Come bedtime, we have to move Dog’s bed upstairs into our room. He occupies the same space in the bay but will not be able to go into the sitting room and throw himself at the the window as the sitting room door will be shut. He is confused. This is a normal state of affairs with Dog but Mr Mason takes Dog’s bed up to our bedroom and then tries to herd him upstairs. Dog looks bewildered. Am I to sleep upstairs? Why? Do you really mean it? Why are you moving my bed? Where is my duvet? If I go upstairs will you then tell me off? Is this a trick? Little thoughts cross his brain and he then decides he will go with it and go upstairs. Once he sees his bed is in the bay he jumps in with a silent Woo Hoo! Being allowed to sleep in the same room as the rest of the pack is Good News Indeed. The benefit from our perspective is that he does not hurl himself at the window. The downside is the flatulence. I wake in the night and enquire of Mr Mason whether it is him or Dog. He is not really sure and has also been woken by the smell so, on balance, we decide it is Dog. Once, when Dog was a mere puppy, Mr Mason gave him left-over sprouts. It was a very bad mistake and one which has never been repeated though is still talked about, so bad was the resulting aroma. Apparently, according to a Facebook group on the subject of Salukis, they are known to be terrifically flatulent. Apparently Bonio make a charcoal biscuit especially for them in an attempt to mitigate the horrendous smell.

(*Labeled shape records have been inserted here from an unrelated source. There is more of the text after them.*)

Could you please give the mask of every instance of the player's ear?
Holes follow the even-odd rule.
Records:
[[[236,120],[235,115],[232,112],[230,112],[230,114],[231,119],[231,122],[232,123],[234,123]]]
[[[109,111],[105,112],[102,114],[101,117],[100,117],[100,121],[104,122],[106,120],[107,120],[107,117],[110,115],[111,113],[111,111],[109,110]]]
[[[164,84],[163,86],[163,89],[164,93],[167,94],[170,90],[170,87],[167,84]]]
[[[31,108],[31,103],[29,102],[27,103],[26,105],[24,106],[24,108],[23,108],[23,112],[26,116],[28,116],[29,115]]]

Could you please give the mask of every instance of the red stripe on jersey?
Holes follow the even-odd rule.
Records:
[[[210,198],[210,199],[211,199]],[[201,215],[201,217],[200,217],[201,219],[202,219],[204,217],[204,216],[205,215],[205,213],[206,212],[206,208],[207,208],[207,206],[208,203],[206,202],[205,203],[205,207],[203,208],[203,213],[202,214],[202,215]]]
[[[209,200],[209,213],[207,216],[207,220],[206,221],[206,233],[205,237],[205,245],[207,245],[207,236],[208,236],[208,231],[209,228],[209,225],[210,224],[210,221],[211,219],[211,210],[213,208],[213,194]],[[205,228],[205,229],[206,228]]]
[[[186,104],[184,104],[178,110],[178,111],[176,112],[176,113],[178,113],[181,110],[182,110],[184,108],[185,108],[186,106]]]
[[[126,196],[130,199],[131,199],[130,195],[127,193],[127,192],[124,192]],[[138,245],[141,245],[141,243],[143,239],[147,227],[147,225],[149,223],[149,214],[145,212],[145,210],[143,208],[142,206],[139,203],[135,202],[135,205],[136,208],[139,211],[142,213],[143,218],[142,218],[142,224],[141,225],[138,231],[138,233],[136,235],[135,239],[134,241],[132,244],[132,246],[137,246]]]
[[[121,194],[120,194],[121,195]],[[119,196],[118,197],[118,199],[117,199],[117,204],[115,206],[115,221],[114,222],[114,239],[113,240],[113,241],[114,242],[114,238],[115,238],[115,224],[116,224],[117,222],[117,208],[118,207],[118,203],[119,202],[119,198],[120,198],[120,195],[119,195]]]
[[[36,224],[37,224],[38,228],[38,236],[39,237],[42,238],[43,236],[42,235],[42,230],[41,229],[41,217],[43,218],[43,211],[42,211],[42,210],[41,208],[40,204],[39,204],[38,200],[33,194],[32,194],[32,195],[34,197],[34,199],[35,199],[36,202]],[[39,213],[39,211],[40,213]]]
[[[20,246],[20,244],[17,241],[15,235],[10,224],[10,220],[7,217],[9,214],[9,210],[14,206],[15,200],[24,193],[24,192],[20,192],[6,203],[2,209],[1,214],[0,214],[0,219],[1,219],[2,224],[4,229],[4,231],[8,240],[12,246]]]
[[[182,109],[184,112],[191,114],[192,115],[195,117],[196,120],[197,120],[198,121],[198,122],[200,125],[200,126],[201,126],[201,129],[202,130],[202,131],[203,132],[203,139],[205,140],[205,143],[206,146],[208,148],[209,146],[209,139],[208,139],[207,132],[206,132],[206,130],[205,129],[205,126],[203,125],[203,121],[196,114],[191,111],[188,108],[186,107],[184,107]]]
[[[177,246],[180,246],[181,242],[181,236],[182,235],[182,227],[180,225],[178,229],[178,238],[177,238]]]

So our week ends with sunshine, blue skies and a terrific paddling session. Last week we managed 10km. This week, with fewer crew and a paddling into a headwind we managed just over 8km which is excellent. Several people have invested in bum cushions (called something less descriptive on the website) to ward off the terrible blisters some crew members have suffered. Some people have recommended soaking our backsides in vinegar and others have suggested a specific kind of sticking plaster which some crew members seem rather keen to stick on other crew members. It is all getting out of hand so we decide on bum cushions. And I have brought the tone down yet again. I do apologise but am afraid the situation is rather outside my control.
It does put me in mind of a lovely Mervyn Peake poem which I will leave you with.
My Uncle Paul of Pimlico
Has seven cats as white as snow,
Who sit at his enormous feet
And watch him, as a special treat,
Play the piano up side-down,
In his delightful dressing-gown;
The firelight leaps, the parlour glows,
And while the music ebbs and flows
They smile (while purring the refrains)
At little thoughts that cross their brains.